Kolia penetró en la habitación y tendió al príncipe un pliego doblado y cerrado. Era una nota escrita por el general. En el rostro del muchacho se notaba lo ingrato que le era encargarse de semejante comisión. Una vez leído el mensaje, Michkin se levantó y cogió su sombrero.
—Es a dos pasos de aquí —dijo Kolia, confuso—. Papá está bebiendo. Cómo se ha podido arreglar para abrirse crédito en ese establecimiento, es cosa que no acierto a comprender. Querido príncipe, le ruego que no diga a mi familia que le he traído esa nota. He jurado mil veces que no aceptaría tales comisiones, pero no tengo luego el valor de negarme. Le ruego que no haga cumplidos con papá. Déle unas pocas monedas, lo que tenga suelto, y asunto terminado...

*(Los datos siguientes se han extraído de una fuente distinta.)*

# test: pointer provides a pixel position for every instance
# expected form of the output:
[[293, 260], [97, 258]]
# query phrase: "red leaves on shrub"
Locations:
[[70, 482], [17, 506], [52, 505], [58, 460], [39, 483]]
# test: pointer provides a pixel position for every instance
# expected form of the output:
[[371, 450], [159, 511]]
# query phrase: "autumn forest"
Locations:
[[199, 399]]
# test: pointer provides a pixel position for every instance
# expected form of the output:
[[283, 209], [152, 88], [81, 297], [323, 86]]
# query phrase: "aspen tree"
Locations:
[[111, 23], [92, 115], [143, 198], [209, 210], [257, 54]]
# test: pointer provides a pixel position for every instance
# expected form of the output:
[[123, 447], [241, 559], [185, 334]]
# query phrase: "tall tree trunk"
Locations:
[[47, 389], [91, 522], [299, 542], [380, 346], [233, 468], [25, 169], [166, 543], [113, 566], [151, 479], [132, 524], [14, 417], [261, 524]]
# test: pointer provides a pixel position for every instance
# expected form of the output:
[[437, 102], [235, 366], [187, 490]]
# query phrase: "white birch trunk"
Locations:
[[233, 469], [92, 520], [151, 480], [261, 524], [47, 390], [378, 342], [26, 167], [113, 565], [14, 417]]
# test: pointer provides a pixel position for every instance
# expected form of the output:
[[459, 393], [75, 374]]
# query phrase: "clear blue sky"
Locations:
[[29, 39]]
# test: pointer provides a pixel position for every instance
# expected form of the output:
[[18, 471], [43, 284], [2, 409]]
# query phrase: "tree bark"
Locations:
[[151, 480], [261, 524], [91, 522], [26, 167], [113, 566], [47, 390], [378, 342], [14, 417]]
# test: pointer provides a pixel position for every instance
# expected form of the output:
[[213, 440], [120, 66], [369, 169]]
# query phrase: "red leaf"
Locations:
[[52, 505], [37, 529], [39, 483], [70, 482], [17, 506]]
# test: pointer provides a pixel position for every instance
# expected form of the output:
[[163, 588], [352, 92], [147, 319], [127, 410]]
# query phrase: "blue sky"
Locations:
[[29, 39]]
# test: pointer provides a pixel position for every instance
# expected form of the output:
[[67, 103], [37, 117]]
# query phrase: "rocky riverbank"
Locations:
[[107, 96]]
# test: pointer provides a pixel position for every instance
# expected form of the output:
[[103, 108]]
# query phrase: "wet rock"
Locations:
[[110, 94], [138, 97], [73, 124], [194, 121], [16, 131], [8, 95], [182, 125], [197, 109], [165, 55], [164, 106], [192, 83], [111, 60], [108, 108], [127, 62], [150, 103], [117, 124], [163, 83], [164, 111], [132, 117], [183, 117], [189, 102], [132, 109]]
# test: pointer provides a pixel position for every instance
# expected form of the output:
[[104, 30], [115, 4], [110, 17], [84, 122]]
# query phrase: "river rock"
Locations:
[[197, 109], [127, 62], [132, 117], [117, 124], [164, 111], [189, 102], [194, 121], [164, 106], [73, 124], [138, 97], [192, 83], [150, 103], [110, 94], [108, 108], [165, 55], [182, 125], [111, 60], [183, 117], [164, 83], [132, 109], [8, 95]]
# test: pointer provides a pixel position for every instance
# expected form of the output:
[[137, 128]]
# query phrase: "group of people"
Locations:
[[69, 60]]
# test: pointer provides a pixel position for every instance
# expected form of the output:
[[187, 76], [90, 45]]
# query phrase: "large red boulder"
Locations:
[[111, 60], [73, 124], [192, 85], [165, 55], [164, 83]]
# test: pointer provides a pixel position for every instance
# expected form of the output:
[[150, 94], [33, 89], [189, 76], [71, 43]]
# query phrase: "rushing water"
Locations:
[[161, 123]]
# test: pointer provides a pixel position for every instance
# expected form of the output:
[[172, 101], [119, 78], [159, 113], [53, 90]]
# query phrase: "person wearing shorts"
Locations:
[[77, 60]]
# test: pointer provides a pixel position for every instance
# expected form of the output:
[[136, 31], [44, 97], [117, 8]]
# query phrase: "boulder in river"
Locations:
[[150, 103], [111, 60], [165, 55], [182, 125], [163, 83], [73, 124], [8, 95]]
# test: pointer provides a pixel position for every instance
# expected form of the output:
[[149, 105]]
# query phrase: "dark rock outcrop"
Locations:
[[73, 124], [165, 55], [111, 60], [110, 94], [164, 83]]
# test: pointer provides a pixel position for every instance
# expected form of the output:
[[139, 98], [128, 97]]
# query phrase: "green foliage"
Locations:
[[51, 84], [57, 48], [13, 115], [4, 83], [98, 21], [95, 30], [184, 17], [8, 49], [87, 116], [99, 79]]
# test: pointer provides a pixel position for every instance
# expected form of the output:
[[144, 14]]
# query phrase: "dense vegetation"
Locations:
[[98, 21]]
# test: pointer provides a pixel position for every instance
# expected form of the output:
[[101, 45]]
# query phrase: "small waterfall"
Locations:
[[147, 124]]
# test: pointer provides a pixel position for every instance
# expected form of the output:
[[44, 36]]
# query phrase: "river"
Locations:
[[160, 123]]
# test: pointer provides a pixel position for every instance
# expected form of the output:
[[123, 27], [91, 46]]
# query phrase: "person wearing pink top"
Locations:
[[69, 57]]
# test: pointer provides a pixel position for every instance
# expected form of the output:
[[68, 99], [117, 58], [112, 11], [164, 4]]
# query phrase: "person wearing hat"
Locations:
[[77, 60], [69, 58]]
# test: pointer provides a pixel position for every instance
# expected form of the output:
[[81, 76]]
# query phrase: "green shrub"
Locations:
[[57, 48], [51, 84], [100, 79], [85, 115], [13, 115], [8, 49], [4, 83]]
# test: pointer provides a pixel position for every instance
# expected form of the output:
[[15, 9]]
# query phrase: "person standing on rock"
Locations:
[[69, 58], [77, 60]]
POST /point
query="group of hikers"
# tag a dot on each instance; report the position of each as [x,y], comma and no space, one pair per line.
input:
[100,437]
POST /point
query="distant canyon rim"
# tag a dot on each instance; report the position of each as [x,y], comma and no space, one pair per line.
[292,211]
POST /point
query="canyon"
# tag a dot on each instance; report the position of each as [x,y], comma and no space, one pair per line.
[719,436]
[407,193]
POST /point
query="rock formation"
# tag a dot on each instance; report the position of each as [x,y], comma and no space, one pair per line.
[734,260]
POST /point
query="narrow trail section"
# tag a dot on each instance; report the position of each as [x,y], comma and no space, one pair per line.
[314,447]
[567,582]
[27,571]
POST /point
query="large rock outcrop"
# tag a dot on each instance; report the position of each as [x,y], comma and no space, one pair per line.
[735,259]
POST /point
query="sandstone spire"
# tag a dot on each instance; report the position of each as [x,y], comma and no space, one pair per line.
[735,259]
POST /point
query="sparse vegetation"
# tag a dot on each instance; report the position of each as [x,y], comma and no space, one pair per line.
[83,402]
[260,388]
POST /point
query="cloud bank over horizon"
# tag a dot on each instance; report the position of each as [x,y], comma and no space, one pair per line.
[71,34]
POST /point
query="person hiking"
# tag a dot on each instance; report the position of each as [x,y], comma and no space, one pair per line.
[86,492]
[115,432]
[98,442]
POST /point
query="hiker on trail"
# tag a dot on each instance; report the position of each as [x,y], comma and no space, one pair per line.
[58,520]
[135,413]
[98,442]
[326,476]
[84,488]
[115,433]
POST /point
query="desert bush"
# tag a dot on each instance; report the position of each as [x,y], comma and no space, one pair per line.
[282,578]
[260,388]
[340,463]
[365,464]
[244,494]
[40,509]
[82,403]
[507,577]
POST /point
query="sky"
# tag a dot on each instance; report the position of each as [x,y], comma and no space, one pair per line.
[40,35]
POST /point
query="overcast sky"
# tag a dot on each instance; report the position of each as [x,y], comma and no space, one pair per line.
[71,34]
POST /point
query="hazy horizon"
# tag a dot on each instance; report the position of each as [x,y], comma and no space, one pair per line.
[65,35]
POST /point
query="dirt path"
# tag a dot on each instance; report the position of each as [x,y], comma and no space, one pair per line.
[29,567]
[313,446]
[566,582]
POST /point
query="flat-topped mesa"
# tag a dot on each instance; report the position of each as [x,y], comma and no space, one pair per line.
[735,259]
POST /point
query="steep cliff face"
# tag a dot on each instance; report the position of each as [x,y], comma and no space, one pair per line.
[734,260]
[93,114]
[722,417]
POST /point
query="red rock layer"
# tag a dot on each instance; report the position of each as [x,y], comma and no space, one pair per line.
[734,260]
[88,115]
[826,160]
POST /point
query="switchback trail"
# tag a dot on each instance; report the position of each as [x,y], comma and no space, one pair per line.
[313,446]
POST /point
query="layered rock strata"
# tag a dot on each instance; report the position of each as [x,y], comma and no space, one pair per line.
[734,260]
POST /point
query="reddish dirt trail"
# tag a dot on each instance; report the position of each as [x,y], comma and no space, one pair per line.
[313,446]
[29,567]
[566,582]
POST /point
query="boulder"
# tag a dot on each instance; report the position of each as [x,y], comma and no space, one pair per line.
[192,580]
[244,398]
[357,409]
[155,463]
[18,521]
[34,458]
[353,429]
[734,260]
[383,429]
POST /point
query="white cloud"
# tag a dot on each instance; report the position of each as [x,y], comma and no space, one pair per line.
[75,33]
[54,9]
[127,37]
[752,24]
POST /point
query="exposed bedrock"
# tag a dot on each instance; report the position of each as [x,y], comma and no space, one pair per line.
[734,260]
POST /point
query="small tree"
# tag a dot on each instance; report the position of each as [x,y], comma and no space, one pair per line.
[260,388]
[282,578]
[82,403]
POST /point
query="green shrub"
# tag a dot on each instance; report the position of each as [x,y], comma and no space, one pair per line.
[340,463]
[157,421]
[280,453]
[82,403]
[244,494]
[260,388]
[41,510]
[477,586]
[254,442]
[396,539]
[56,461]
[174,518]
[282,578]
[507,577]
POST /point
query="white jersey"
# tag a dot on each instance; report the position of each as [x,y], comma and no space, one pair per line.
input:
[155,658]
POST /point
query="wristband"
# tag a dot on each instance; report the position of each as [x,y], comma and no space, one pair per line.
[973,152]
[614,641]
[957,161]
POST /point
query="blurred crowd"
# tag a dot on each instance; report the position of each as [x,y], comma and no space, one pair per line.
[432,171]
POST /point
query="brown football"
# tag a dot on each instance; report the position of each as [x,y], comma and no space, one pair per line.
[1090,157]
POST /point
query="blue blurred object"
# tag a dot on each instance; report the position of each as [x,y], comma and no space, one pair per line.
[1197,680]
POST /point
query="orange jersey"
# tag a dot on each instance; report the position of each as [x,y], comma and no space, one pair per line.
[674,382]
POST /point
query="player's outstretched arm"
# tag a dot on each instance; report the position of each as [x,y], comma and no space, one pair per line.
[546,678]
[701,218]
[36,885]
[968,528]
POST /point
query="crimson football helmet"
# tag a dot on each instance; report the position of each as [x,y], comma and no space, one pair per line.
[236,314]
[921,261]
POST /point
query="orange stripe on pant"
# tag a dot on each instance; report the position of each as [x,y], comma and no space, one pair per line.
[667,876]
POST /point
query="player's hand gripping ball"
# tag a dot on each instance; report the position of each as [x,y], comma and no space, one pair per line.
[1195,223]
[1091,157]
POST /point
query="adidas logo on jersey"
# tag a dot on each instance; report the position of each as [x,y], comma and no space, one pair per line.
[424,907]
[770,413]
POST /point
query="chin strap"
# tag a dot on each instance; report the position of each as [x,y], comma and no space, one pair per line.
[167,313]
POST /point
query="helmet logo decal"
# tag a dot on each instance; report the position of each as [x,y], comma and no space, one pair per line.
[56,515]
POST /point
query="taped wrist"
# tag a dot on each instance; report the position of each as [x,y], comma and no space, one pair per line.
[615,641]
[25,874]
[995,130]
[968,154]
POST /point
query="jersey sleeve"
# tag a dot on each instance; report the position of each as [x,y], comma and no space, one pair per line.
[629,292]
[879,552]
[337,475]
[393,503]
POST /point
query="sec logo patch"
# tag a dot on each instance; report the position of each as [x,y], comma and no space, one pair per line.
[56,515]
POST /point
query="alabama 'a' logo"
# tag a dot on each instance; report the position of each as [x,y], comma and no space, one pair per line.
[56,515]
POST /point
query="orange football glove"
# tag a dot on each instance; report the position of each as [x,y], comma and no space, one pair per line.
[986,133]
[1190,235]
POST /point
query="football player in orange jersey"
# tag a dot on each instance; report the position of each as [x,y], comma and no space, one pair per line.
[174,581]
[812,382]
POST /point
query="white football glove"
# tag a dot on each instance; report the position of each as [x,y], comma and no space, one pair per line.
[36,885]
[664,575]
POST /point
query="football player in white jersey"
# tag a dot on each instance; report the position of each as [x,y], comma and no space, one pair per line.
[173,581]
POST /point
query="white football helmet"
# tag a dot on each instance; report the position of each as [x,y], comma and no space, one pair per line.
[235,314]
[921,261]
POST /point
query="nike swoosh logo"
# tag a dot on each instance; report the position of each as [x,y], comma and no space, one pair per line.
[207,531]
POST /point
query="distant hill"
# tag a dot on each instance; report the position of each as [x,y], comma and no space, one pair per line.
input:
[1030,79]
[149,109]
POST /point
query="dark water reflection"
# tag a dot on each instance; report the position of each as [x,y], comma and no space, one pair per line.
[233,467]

—Tengo interés en ver a su padre, Kolia. Quiero hablarle de un asunto... Vamos...
Kolia condujo a Michkin a la Litinaya. Allí, en un café con billar anexo, situado en un piso bajo, Ardalion Alejandrovich se hallaba en un reservado del rincón derecho, con el aire de un parroquiano habitual. Tenía una botella ante sí y leía un ejemplar de la «Indépendence Beige», mientras esperaba al príncipe. Viéndole entrar, dejó el periódico y se entregó a una explicación prolija y verbosa de la que Michkin no comprendió casi nada, porque el general distaba mucho de hallarse sereno.